At the same time, Merck’s manufacturing division will create a new “commercialization organization” to work with Merck’s research labs to try to shave 12 to 15 months off the time it takes to bring a compound into full production, Clark said, himself a veteran of the manufacturing division.
Merck said it expects to lose about $2 billion in revenues next year when it loses patent protection on its top-seller Zocor, which this year is expected to generate at least $4.2 billion in sales.
Merck also is in the midst of defending itself against at least 6,400 lawsuits over Vioxx, a $2.5 billion franchise withdrawn in September 2004 after a study linked it to increased cardiovascular risk.
The company has won one Vioxx product-liability case and lost another in state courts, with its first federal case beginning Tuesday in Houston. The company has set aside $675 million for legal bills but nothing for liability, which Wall Street analysts have projected at between $5 billion and $30 billion.
The long-expected cuts got a dismal review on Wall Street, where Merck’s stock price had risen in recent weeks in anticipation of larger cuts. Merck shares closed down $1.42, or 4.5 percent, to $29.56.
Merck is not alone. New York-based Pfizer earlier this year announced $4 billion in cost cuts by 2008 and its stock is down. Madison, N.J.-based Wyeth and London-based GlaxoSmithKline PLC have made cuts in sales forces.
According to global recruiting firm Challenger, Gray & Christmas, the Merck announcement increases the number of announced layoffs so far this year in the pharmaceutical industry by 150 percent over the same period a year ago, to at least 24,396.

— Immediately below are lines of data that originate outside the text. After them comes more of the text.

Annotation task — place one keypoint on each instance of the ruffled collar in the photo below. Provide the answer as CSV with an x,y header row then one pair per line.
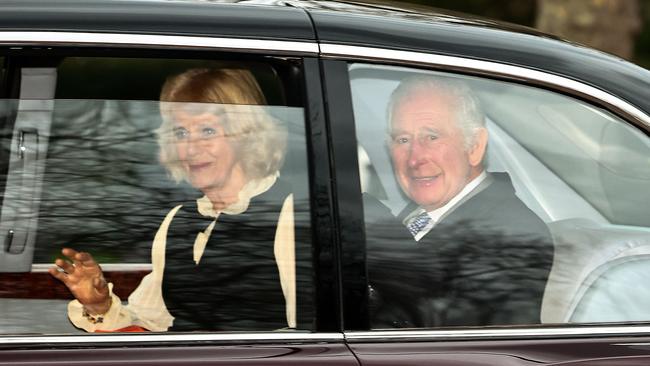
x,y
250,190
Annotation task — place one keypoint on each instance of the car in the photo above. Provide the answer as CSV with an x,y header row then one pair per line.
x,y
80,84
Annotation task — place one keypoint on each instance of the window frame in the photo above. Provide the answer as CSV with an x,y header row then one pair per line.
x,y
327,317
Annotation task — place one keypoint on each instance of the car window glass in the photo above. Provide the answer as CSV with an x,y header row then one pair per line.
x,y
85,146
549,225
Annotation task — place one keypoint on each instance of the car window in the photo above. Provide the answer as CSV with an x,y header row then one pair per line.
x,y
494,203
190,204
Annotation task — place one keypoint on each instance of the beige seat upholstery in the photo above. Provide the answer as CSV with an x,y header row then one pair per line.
x,y
589,272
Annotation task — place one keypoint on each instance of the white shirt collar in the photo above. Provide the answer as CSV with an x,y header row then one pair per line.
x,y
250,190
436,214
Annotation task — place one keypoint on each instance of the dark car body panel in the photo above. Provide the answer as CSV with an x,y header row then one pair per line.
x,y
165,17
612,351
410,32
336,206
245,354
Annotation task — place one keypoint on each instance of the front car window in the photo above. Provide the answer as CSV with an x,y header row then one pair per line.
x,y
492,203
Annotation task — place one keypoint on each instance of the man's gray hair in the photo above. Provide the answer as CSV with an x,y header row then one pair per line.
x,y
469,114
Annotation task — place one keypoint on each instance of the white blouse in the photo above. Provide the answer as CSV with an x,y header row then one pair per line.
x,y
146,307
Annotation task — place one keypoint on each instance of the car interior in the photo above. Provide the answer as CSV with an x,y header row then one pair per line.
x,y
81,145
576,166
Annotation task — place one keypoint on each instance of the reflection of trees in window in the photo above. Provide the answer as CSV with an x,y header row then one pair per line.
x,y
103,188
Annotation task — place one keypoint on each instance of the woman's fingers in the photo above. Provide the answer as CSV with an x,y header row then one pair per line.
x,y
85,259
100,285
66,266
54,271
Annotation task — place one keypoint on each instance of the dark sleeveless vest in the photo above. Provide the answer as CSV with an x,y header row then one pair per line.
x,y
236,285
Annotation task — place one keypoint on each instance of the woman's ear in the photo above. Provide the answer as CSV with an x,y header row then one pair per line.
x,y
477,151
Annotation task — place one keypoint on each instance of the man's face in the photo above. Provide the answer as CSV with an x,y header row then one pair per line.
x,y
428,150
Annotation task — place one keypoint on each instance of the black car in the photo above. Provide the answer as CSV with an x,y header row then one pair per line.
x,y
568,126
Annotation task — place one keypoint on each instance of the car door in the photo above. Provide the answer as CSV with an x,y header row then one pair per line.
x,y
579,167
81,170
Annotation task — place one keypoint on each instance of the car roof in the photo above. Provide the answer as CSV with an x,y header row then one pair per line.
x,y
378,25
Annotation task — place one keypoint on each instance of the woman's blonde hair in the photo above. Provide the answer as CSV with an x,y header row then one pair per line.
x,y
259,142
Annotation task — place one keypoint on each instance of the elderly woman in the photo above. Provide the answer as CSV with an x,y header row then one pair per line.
x,y
225,261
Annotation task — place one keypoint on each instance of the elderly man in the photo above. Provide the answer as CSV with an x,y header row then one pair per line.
x,y
467,251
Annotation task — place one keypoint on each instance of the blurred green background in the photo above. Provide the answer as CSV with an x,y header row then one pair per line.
x,y
581,21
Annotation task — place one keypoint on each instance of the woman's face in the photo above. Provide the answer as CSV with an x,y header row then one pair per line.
x,y
204,150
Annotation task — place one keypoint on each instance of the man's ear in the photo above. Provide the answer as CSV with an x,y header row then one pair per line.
x,y
477,151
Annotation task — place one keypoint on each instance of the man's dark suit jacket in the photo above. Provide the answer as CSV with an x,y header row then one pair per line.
x,y
484,263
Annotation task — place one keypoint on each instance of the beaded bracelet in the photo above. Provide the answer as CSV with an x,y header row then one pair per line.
x,y
97,318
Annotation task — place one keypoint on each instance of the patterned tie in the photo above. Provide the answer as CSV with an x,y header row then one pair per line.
x,y
418,223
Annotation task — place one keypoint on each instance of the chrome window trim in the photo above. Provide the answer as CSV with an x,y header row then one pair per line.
x,y
139,40
140,338
482,334
107,267
490,68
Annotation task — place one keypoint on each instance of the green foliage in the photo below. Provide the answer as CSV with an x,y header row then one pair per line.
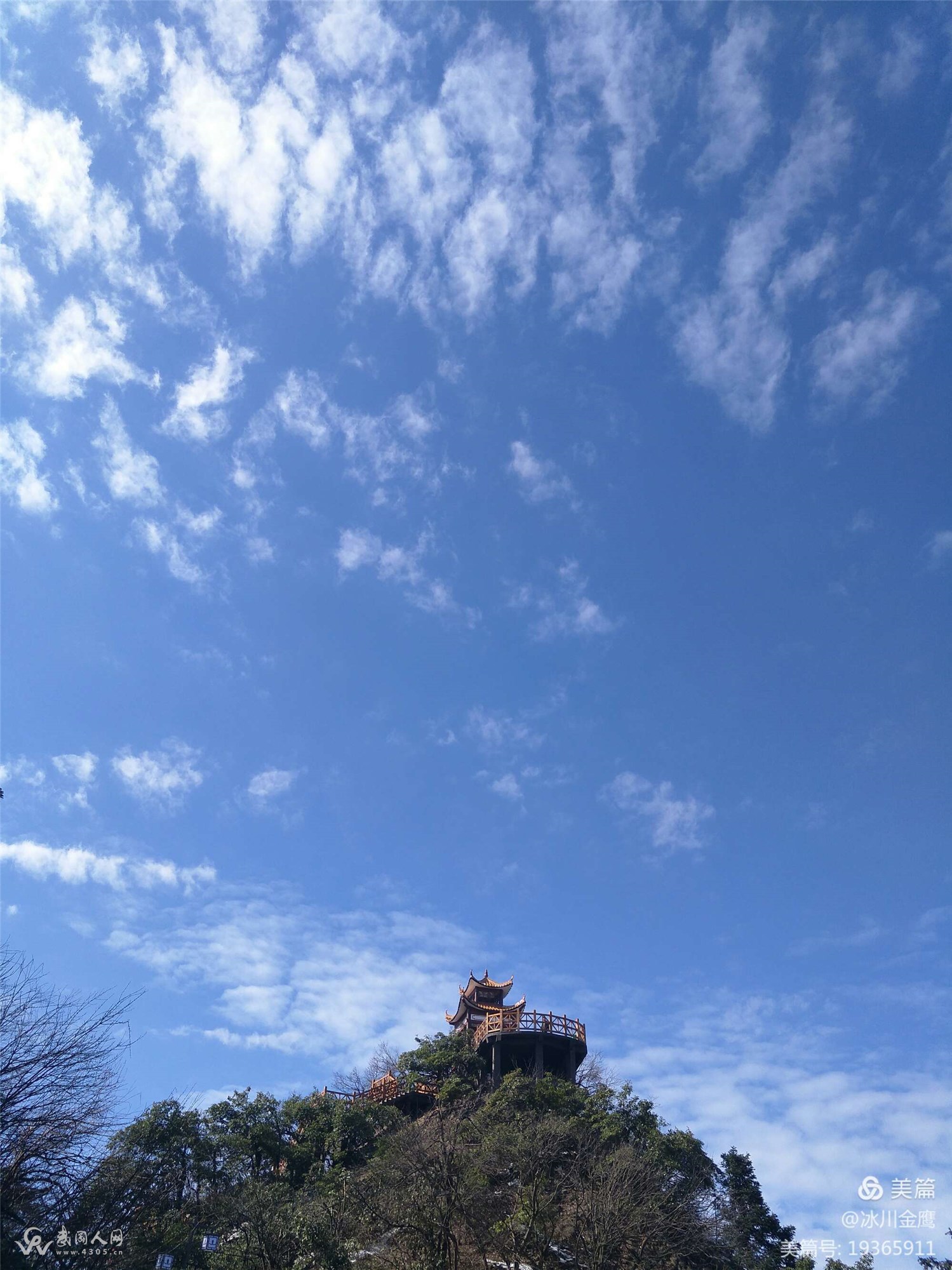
x,y
448,1062
753,1231
537,1173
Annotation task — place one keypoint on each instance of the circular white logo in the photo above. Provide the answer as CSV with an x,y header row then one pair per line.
x,y
870,1188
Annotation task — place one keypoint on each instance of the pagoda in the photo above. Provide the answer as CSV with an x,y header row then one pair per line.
x,y
512,1038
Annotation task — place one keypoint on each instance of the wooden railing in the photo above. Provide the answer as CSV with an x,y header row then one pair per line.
x,y
385,1090
500,1022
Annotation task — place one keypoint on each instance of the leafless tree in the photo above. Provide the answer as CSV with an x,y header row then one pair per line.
x,y
61,1060
358,1081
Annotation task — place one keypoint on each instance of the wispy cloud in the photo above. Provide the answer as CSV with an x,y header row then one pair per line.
x,y
359,549
901,64
161,777
673,824
198,415
733,98
271,783
940,548
76,866
116,67
734,341
130,473
79,769
540,479
20,453
868,355
298,981
495,730
160,540
568,610
83,342
508,787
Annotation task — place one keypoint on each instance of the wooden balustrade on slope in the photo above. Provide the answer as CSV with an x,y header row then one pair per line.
x,y
500,1022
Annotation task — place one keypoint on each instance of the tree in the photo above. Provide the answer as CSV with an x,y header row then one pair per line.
x,y
60,1069
752,1231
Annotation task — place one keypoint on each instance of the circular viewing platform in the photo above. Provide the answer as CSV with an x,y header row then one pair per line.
x,y
530,1042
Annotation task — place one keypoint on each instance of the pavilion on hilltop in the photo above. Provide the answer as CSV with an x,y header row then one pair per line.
x,y
508,1036
513,1038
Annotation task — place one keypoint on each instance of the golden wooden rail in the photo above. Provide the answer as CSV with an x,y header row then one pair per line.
x,y
504,1020
380,1092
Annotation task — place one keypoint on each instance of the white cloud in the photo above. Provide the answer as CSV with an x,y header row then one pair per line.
x,y
235,31
199,524
79,769
46,167
81,344
18,291
76,866
351,40
866,355
22,770
434,204
197,415
733,100
377,449
161,540
361,549
116,67
493,731
568,612
674,825
296,981
507,787
20,451
901,64
777,1078
540,479
734,341
131,474
805,269
941,547
243,157
163,777
271,783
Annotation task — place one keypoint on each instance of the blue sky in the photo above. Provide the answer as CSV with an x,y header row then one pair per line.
x,y
476,493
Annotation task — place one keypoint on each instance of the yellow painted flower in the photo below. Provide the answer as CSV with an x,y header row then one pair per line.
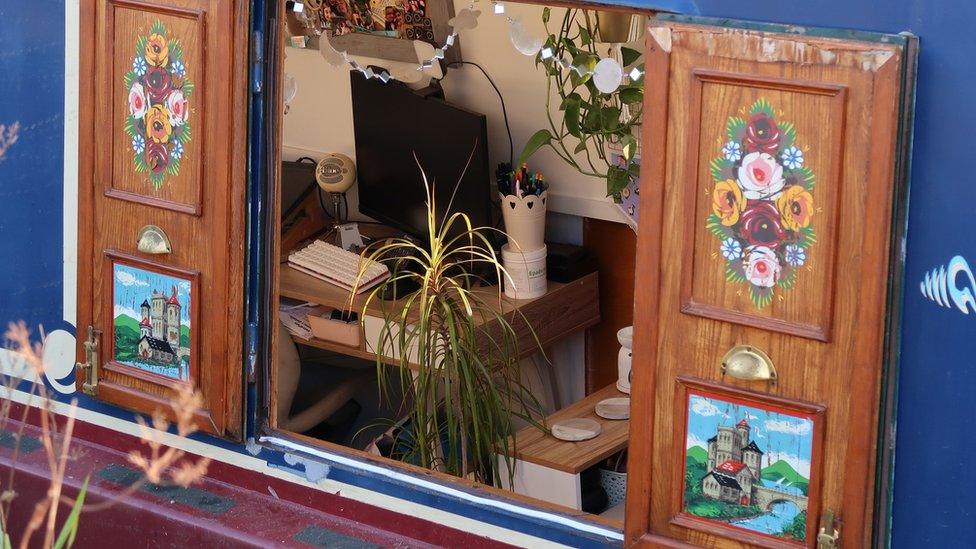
x,y
727,202
158,127
796,208
157,51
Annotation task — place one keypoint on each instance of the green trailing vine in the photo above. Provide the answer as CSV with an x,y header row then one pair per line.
x,y
588,121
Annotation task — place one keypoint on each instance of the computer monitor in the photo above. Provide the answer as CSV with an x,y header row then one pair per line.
x,y
392,123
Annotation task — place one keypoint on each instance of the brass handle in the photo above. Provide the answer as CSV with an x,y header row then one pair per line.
x,y
153,240
748,363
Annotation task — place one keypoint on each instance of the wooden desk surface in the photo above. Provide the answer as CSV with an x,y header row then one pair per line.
x,y
563,310
540,448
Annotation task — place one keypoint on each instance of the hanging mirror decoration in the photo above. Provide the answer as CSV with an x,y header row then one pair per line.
x,y
466,19
607,74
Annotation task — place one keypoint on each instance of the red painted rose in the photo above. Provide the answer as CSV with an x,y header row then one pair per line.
x,y
157,156
158,84
760,224
762,134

Merck has a number of promising products in its development pipeline, including cervical-cancer vaccine Gardasil. But analysts say those revenues may not rise quickly or high enough to offset the cost of losing Vioxx, Zocor and its osteoporosis drug Fosamax in 2008.
“This is half the savings that Pfizer achieved with its recently announced program,” pharmaceutical equity analyst Catherine Arnold, of Credit Suisse First Boston, said in a note to investors.
Timothy Anderson, of Prudential Equity Group, wrote that the projected savings fell short of expectations and may signal a time to sell.
“It may be wise to take profits on the news,” Anderson wrote.
Information on Rosetta provided by Seattle Times biotechnology reporter Ben Romano.